CXCR4, CXCR7, and CXCL12 Are Associated with Trophoblastic Cells Apoptosis and Linked to Pathophysiology of Severe Preeclampsia
The purpose of this paper was to examine the expression of the chemokine CXCL12 and its receptors, CXCR4 and CXCR7, in placental tissues and primary trophoblasts from preeclamptic and normal pregnancies. CXCL12 and its receptors are involved not only in the immune system, but also in various other processes, including remodeling the spiral arteries to form the placenta. CXCL12 and CXCR4 have been shown to be involved in trophoblast proliferation and invasion and decidual stromal cell migration and motility; lack of either of these functions is associated with preeclampsia. The authors examined the association between these proteins and preeclampsia.
Placentas were obtained after a cesarean section (21 normal pregnant, 11 mild preeclamptic, and 18 severe preeclamptic). A scanning electron microscope was used to observe morphological changes of trophoblast cells in preeclamptic placentas that caused a significant tendency towards apoptosis. Immunohistochemistry showed that there were lower levels of CXCR4, CXCR7, and CXCR12 were lower in severe preeclamptic placentas than in normal placentas. RT-qPCR was used to show that the same pattern was true for mRNA expression of the proteins, and Western blot analysis confirmed for protein expression levels in trophoblasts. The authors concluded that apoptosis of the cytotrophoblast cells may be regulated by expression of CXCR4, CXCR7, and CXCL12.
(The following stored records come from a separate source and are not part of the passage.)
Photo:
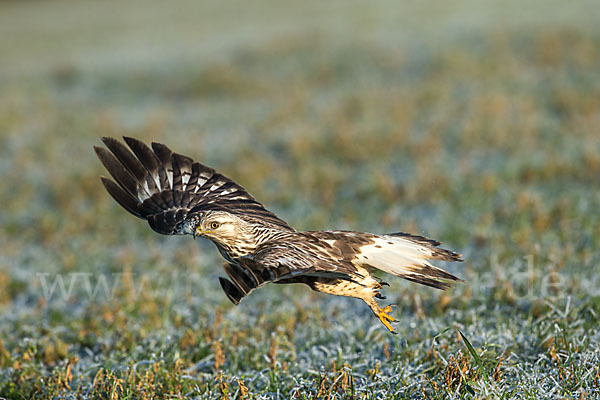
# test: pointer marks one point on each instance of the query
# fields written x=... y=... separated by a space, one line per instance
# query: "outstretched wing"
x=165 y=187
x=297 y=259
x=400 y=254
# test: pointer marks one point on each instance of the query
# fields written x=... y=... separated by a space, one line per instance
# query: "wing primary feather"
x=118 y=172
x=149 y=160
x=122 y=197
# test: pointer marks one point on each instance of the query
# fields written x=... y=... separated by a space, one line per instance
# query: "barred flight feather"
x=165 y=188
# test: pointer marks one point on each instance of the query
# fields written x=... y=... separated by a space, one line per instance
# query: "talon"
x=385 y=318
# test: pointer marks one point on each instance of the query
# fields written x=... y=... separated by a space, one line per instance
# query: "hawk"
x=180 y=196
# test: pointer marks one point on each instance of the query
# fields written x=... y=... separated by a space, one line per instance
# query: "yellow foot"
x=385 y=317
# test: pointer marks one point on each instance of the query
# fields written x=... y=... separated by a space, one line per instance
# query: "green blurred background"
x=475 y=123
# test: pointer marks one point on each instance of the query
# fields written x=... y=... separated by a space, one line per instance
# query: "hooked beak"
x=199 y=232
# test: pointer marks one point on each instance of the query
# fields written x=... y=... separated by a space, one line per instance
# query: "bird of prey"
x=179 y=196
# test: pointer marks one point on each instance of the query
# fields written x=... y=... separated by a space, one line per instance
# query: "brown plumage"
x=178 y=196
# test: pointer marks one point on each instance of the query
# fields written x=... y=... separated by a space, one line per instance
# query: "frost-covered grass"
x=477 y=128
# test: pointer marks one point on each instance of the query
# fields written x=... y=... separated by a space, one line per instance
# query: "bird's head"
x=222 y=227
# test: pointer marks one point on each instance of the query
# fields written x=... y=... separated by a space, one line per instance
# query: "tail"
x=407 y=256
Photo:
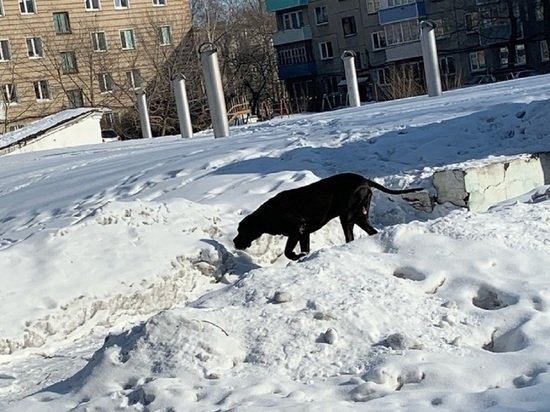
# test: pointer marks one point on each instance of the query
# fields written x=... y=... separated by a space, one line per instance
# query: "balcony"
x=404 y=51
x=400 y=13
x=292 y=36
x=276 y=5
x=291 y=71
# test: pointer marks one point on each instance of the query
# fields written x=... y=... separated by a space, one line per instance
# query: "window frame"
x=73 y=104
x=161 y=34
x=9 y=94
x=34 y=45
x=135 y=81
x=106 y=82
x=65 y=26
x=5 y=50
x=349 y=21
x=321 y=15
x=121 y=7
x=68 y=62
x=24 y=4
x=544 y=51
x=479 y=67
x=326 y=50
x=380 y=40
x=38 y=87
x=92 y=5
x=123 y=39
x=96 y=44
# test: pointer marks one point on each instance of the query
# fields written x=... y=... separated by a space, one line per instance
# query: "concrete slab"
x=481 y=186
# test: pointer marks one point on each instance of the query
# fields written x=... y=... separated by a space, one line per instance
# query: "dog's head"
x=247 y=232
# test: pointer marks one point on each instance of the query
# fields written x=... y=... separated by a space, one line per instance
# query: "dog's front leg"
x=289 y=248
x=304 y=243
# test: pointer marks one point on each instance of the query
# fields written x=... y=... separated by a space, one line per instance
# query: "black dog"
x=298 y=212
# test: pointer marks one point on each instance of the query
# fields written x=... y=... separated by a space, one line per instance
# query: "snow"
x=121 y=289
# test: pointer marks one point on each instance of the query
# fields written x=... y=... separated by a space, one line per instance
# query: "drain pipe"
x=214 y=89
x=144 y=115
x=182 y=106
x=429 y=54
x=348 y=57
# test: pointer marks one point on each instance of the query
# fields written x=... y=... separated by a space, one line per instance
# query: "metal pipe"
x=144 y=115
x=214 y=90
x=182 y=106
x=348 y=58
x=429 y=54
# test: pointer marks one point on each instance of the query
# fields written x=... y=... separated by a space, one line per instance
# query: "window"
x=93 y=5
x=34 y=47
x=68 y=62
x=373 y=6
x=297 y=55
x=539 y=11
x=75 y=98
x=42 y=90
x=165 y=35
x=99 y=41
x=326 y=50
x=122 y=4
x=544 y=55
x=441 y=28
x=402 y=32
x=127 y=39
x=293 y=20
x=106 y=83
x=348 y=24
x=378 y=40
x=489 y=17
x=27 y=6
x=471 y=21
x=383 y=76
x=321 y=16
x=134 y=78
x=477 y=61
x=521 y=58
x=447 y=65
x=395 y=3
x=5 y=53
x=9 y=92
x=61 y=22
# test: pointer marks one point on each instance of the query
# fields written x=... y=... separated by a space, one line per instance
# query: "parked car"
x=480 y=79
x=109 y=135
All three proteins have been shown to be important for proper placenta formation, so I think the research to compare expression between normal and preeclamptic patients is necessary and relevant. I think the study was well designed, especially by using different techniques to confirm results. However, the number of samples was small, only 50 in total, probably because the placenta was required for testing.
It would be interesting to see if the results in this study were replicated in a future study with more samples. While the study observes a decrease in the three proteins studied, more studies are required to understand the how they relate to the pathophysiology of preeclampsia. Additional studies should be done to understand the mechanism of cytotrophoblast invasion and how CXCL12 and its receptors relate to this.
Lu, Jing, et al. “CXCR4, CXCR7, And CXCL12 Are Associated With Trophoblastic Cells Apoptosis And Linked To Pathophysiology Of Severe Preeclampsia.” Experimental And Molecular Pathology 100. (2016): 184-191. ScienceDirect. Web. 9 Oct. 2016.